By atomizing the work tasks, cobbling them together into a larger workflow and distributing them to users in a user friendly, game-like environment, we drastically lowered the barrier for participation and are getting a lot of work done collectively. This data is all available via API under a Creative Commons 1.0 Universal Public Domain Dedication, the same we apply to our scanned map images.
TK: Computer science and library science have had significant overlap for a long time, but do you find that the role of librarians is changing with the increased demand for machine readable access? Is curating data different from curating ordinary digital materials?

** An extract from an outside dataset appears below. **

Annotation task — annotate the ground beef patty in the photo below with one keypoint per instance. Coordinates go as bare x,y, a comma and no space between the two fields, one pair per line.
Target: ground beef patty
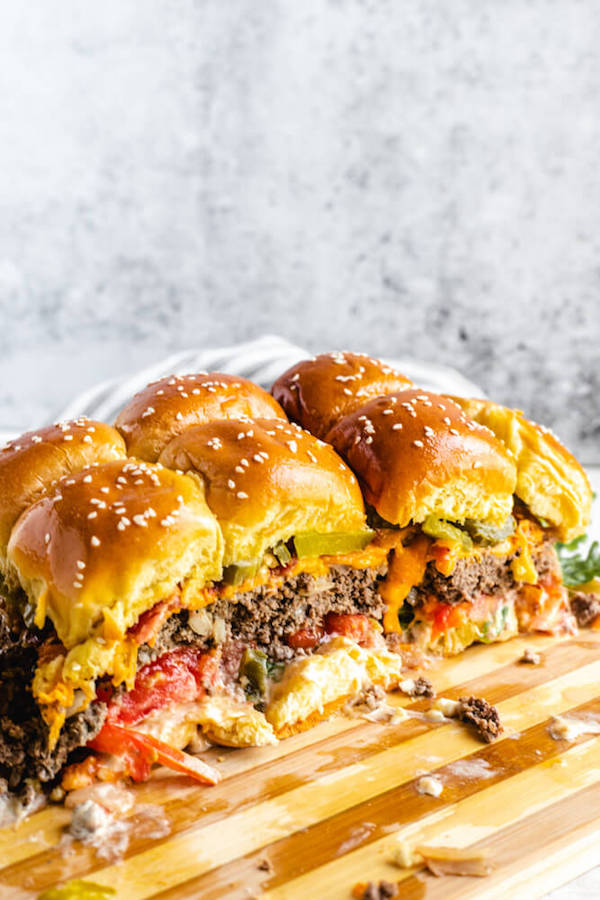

MK: I absolutely think the role of librarians is changing as users come to expect information to be actionable and immediately consumable via download or API. We require new types of technical proficiency that kind of straddle the world of analog collections and the world of digital information. There is a need for librarians to know, in the abstract at the very least, the way applications work with data and how that might inform the way we migrate our collections into data. It really helps also when librarians take on a transformative mindset, that is, instead of thinking about digitizing as a simple act of reformatting and multiplying the access to collections through the web, to see a variety of potential for that information to become something more than it was before. Take as an example a large corpus of books, which, once scanned and transformed into machine data, can be interrogated in ways not possible except for within the aggregate. Users know of this potential, whether they’re scholars champing at the bit to have a new collection converted into data or casual users simply needing to ask questions of digitized collections. Understanding, then, what it takes to move from paper to data that can be queried, mixed and aggregated is really crucial for librarians as we try to anticipate our growing user demands.